In certain exemplary embodiments, a method for disturbing speech intelligibility is provided, the method comprising: receiving an original speech signal corresponding to an original speech via a microphone; generating an intelligibility interference masking signal containing the fuzzy cues of the original speech in the original speech signal; and reducing the level of intelligibility of the original speech signal by outputting an intelligibility interference masking signal comprising the blurred speech prompt via the loudspeaker.

In addition to the features of the previous paragraph, in some exemplary embodiments the intelligibility interference mask signal may be time delayed relative to the original speech signal, e.g., by 20-150ms, 80ms, etc.

In addition to the features of the previous paragraph, in certain exemplary embodiments, the time delay may oscillate over time, for example, the time delay oscillates over time relative to the original signal in the range of 80-230 ms.

In addition to the features of any of the preceding three paragraphs, in certain exemplary embodiments, the intelligible interference mask signal may be generated such that an amplitude of the intelligible interference mask signal is modulated over time.

In addition to the features of any of the preceding four paragraphs, in some exemplary embodiments, the intelligibility interference mask signal may be generated such that the gain corresponding to the intelligibility interference mask signal added to the original speech signal is 0.05-0.25%.

In addition to the features of any of the preceding five paragraphs, in certain exemplary embodiments, the time delay may oscillate at an oscillation frequency of 1-10Hz, for example, the time delay oscillates at an oscillation frequency of 2-6 Hz.

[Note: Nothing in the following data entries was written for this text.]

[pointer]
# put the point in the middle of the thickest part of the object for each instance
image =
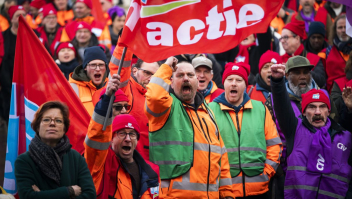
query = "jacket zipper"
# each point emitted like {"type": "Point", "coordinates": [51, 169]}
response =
{"type": "Point", "coordinates": [200, 122]}
{"type": "Point", "coordinates": [318, 186]}
{"type": "Point", "coordinates": [239, 156]}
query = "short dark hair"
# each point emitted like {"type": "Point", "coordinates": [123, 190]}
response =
{"type": "Point", "coordinates": [47, 106]}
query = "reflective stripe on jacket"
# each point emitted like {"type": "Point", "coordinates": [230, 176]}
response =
{"type": "Point", "coordinates": [206, 178]}
{"type": "Point", "coordinates": [254, 144]}
{"type": "Point", "coordinates": [136, 95]}
{"type": "Point", "coordinates": [110, 177]}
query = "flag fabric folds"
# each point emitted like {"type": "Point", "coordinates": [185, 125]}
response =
{"type": "Point", "coordinates": [36, 80]}
{"type": "Point", "coordinates": [157, 29]}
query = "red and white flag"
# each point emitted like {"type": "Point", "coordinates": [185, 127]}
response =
{"type": "Point", "coordinates": [157, 29]}
{"type": "Point", "coordinates": [36, 80]}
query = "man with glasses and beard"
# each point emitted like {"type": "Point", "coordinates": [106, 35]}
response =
{"type": "Point", "coordinates": [133, 83]}
{"type": "Point", "coordinates": [299, 81]}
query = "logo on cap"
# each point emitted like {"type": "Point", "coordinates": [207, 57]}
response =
{"type": "Point", "coordinates": [316, 96]}
{"type": "Point", "coordinates": [129, 125]}
{"type": "Point", "coordinates": [235, 67]}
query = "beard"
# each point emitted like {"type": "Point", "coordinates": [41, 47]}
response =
{"type": "Point", "coordinates": [297, 90]}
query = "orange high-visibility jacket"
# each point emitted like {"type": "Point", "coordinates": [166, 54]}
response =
{"type": "Point", "coordinates": [209, 176]}
{"type": "Point", "coordinates": [111, 178]}
{"type": "Point", "coordinates": [136, 95]}
{"type": "Point", "coordinates": [256, 185]}
{"type": "Point", "coordinates": [87, 92]}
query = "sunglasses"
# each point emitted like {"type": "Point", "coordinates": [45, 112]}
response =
{"type": "Point", "coordinates": [119, 107]}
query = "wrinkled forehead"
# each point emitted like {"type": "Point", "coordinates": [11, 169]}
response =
{"type": "Point", "coordinates": [184, 67]}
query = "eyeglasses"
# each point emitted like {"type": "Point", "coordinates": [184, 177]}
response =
{"type": "Point", "coordinates": [119, 107]}
{"type": "Point", "coordinates": [285, 38]}
{"type": "Point", "coordinates": [122, 135]}
{"type": "Point", "coordinates": [56, 121]}
{"type": "Point", "coordinates": [146, 72]}
{"type": "Point", "coordinates": [94, 66]}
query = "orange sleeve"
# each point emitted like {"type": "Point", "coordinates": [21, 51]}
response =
{"type": "Point", "coordinates": [96, 145]}
{"type": "Point", "coordinates": [158, 100]}
{"type": "Point", "coordinates": [126, 68]}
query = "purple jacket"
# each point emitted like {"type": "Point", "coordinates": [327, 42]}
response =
{"type": "Point", "coordinates": [301, 183]}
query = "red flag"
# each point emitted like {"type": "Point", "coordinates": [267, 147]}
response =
{"type": "Point", "coordinates": [156, 29]}
{"type": "Point", "coordinates": [37, 79]}
{"type": "Point", "coordinates": [97, 12]}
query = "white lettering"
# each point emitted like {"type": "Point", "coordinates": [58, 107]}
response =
{"type": "Point", "coordinates": [341, 146]}
{"type": "Point", "coordinates": [320, 164]}
{"type": "Point", "coordinates": [257, 15]}
{"type": "Point", "coordinates": [165, 33]}
{"type": "Point", "coordinates": [134, 17]}
{"type": "Point", "coordinates": [213, 20]}
{"type": "Point", "coordinates": [184, 31]}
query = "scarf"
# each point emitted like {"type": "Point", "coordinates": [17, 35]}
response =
{"type": "Point", "coordinates": [48, 159]}
{"type": "Point", "coordinates": [344, 46]}
{"type": "Point", "coordinates": [319, 157]}
{"type": "Point", "coordinates": [207, 90]}
{"type": "Point", "coordinates": [307, 20]}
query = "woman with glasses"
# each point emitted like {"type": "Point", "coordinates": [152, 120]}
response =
{"type": "Point", "coordinates": [50, 168]}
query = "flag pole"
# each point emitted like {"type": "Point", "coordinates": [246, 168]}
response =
{"type": "Point", "coordinates": [112, 98]}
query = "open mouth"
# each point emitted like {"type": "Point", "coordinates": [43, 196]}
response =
{"type": "Point", "coordinates": [186, 89]}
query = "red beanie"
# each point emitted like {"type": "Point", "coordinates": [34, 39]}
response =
{"type": "Point", "coordinates": [297, 27]}
{"type": "Point", "coordinates": [240, 68]}
{"type": "Point", "coordinates": [48, 9]}
{"type": "Point", "coordinates": [82, 25]}
{"type": "Point", "coordinates": [120, 96]}
{"type": "Point", "coordinates": [314, 95]}
{"type": "Point", "coordinates": [13, 9]}
{"type": "Point", "coordinates": [125, 121]}
{"type": "Point", "coordinates": [269, 57]}
{"type": "Point", "coordinates": [64, 45]}
{"type": "Point", "coordinates": [87, 2]}
{"type": "Point", "coordinates": [38, 3]}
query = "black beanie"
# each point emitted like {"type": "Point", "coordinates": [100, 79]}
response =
{"type": "Point", "coordinates": [316, 27]}
{"type": "Point", "coordinates": [93, 53]}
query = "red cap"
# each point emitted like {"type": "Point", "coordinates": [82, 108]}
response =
{"type": "Point", "coordinates": [64, 45]}
{"type": "Point", "coordinates": [13, 9]}
{"type": "Point", "coordinates": [38, 3]}
{"type": "Point", "coordinates": [87, 2]}
{"type": "Point", "coordinates": [297, 27]}
{"type": "Point", "coordinates": [314, 95]}
{"type": "Point", "coordinates": [349, 83]}
{"type": "Point", "coordinates": [125, 121]}
{"type": "Point", "coordinates": [82, 25]}
{"type": "Point", "coordinates": [120, 96]}
{"type": "Point", "coordinates": [269, 57]}
{"type": "Point", "coordinates": [48, 9]}
{"type": "Point", "coordinates": [240, 68]}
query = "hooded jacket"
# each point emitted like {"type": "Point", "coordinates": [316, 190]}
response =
{"type": "Point", "coordinates": [86, 91]}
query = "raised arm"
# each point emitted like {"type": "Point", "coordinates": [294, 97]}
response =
{"type": "Point", "coordinates": [97, 141]}
{"type": "Point", "coordinates": [158, 100]}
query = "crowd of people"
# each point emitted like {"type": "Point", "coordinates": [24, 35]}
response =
{"type": "Point", "coordinates": [270, 118]}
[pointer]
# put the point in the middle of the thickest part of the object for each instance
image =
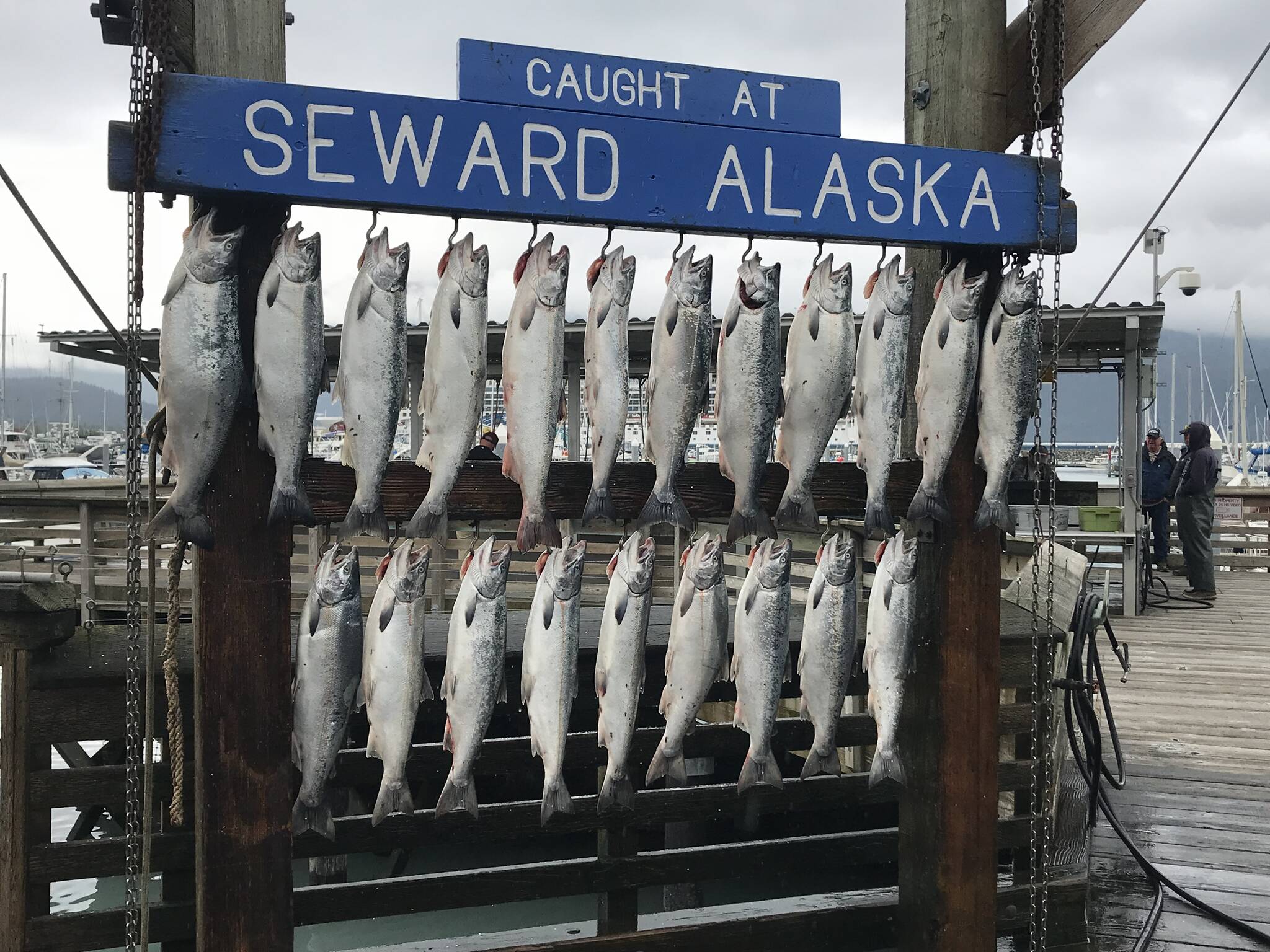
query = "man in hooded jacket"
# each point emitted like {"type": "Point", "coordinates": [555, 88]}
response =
{"type": "Point", "coordinates": [1198, 471]}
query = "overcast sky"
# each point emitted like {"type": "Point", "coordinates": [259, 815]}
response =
{"type": "Point", "coordinates": [1133, 117]}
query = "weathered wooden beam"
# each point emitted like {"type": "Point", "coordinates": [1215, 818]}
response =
{"type": "Point", "coordinates": [242, 591]}
{"type": "Point", "coordinates": [1090, 24]}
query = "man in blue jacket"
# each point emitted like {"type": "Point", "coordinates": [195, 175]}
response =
{"type": "Point", "coordinates": [1157, 469]}
{"type": "Point", "coordinates": [1197, 487]}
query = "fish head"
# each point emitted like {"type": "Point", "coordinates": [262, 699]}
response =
{"type": "Point", "coordinates": [897, 288]}
{"type": "Point", "coordinates": [562, 568]}
{"type": "Point", "coordinates": [488, 566]}
{"type": "Point", "coordinates": [901, 558]}
{"type": "Point", "coordinates": [338, 576]}
{"type": "Point", "coordinates": [633, 563]}
{"type": "Point", "coordinates": [299, 259]}
{"type": "Point", "coordinates": [961, 294]}
{"type": "Point", "coordinates": [689, 280]}
{"type": "Point", "coordinates": [408, 570]}
{"type": "Point", "coordinates": [757, 284]}
{"type": "Point", "coordinates": [704, 562]}
{"type": "Point", "coordinates": [770, 563]}
{"type": "Point", "coordinates": [213, 255]}
{"type": "Point", "coordinates": [830, 288]}
{"type": "Point", "coordinates": [836, 560]}
{"type": "Point", "coordinates": [1020, 293]}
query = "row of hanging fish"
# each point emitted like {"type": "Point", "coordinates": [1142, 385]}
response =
{"type": "Point", "coordinates": [340, 666]}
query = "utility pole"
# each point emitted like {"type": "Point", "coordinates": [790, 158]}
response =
{"type": "Point", "coordinates": [242, 602]}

In addition to the features of any of the preceding six paragraphs, in certain exemplary embodiments, the ambiguous prompts may be generated at a frequency of 0.01-20Hz, such as at a frequency of 2-6 Hz.

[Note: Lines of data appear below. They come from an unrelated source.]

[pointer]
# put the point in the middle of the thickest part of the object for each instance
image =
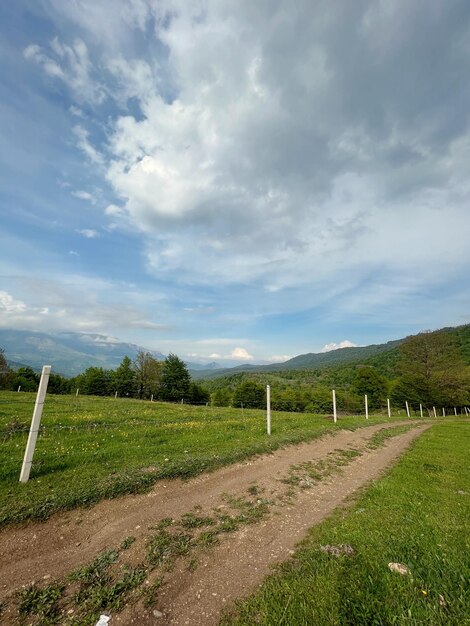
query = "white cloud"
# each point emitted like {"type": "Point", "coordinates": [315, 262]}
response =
{"type": "Point", "coordinates": [279, 358]}
{"type": "Point", "coordinates": [277, 147]}
{"type": "Point", "coordinates": [9, 304]}
{"type": "Point", "coordinates": [86, 147]}
{"type": "Point", "coordinates": [337, 346]}
{"type": "Point", "coordinates": [70, 64]}
{"type": "Point", "coordinates": [84, 195]}
{"type": "Point", "coordinates": [89, 233]}
{"type": "Point", "coordinates": [241, 354]}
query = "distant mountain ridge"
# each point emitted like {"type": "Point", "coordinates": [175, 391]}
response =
{"type": "Point", "coordinates": [311, 360]}
{"type": "Point", "coordinates": [70, 353]}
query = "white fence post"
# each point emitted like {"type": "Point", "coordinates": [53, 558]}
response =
{"type": "Point", "coordinates": [35, 422]}
{"type": "Point", "coordinates": [268, 409]}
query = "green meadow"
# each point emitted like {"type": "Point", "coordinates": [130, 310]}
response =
{"type": "Point", "coordinates": [90, 448]}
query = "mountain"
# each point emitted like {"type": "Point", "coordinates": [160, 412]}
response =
{"type": "Point", "coordinates": [383, 356]}
{"type": "Point", "coordinates": [71, 353]}
{"type": "Point", "coordinates": [68, 353]}
{"type": "Point", "coordinates": [311, 360]}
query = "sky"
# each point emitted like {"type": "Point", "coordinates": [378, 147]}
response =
{"type": "Point", "coordinates": [235, 181]}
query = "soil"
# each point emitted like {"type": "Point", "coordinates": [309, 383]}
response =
{"type": "Point", "coordinates": [227, 571]}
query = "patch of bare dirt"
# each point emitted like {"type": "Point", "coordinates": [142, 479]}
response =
{"type": "Point", "coordinates": [225, 572]}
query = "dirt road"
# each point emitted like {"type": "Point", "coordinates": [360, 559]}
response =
{"type": "Point", "coordinates": [239, 561]}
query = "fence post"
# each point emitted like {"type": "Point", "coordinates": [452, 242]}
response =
{"type": "Point", "coordinates": [35, 422]}
{"type": "Point", "coordinates": [268, 409]}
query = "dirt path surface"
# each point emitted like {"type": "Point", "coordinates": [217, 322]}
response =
{"type": "Point", "coordinates": [228, 570]}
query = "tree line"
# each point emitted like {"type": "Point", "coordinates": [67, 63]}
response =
{"type": "Point", "coordinates": [144, 378]}
{"type": "Point", "coordinates": [429, 369]}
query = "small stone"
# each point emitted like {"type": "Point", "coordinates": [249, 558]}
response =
{"type": "Point", "coordinates": [398, 568]}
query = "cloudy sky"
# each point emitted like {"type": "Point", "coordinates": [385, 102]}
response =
{"type": "Point", "coordinates": [235, 179]}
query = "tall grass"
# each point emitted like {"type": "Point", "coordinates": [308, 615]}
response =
{"type": "Point", "coordinates": [416, 516]}
{"type": "Point", "coordinates": [91, 448]}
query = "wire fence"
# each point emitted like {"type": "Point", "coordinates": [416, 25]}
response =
{"type": "Point", "coordinates": [119, 439]}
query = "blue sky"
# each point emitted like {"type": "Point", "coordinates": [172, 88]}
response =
{"type": "Point", "coordinates": [235, 181]}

In addition to the features of any of the preceding seven paragraphs, in certain exemplary embodiments, the method may further comprise outputting, via the speaker, the intelligibility interference mask signal and a pre-recorded mixture of the plurality of voices, e.g., the pre-recorded mixture of the plurality of voices including 2-7 different voices, 3 different voices, and so on.

In some exemplary embodiments, a speech intelligibility interfering device comprising control circuitry may be configured to implement the functionality of any of the preceding eight paragraphs.

In certain exemplary embodiments, a system may include the apparatus of the previous paragraph.

In certain exemplary embodiments, the wall may incorporate the system of the previous paragraph.

While the invention has been described in connection with what is presently considered to be the most practical and preferred embodiment, it is to be understood that the invention is not to be limited to the disclosed embodiment, but on the contrary, is intended to cover various modifications and equivalent arrangements included within the spirit and scope of the appended claims.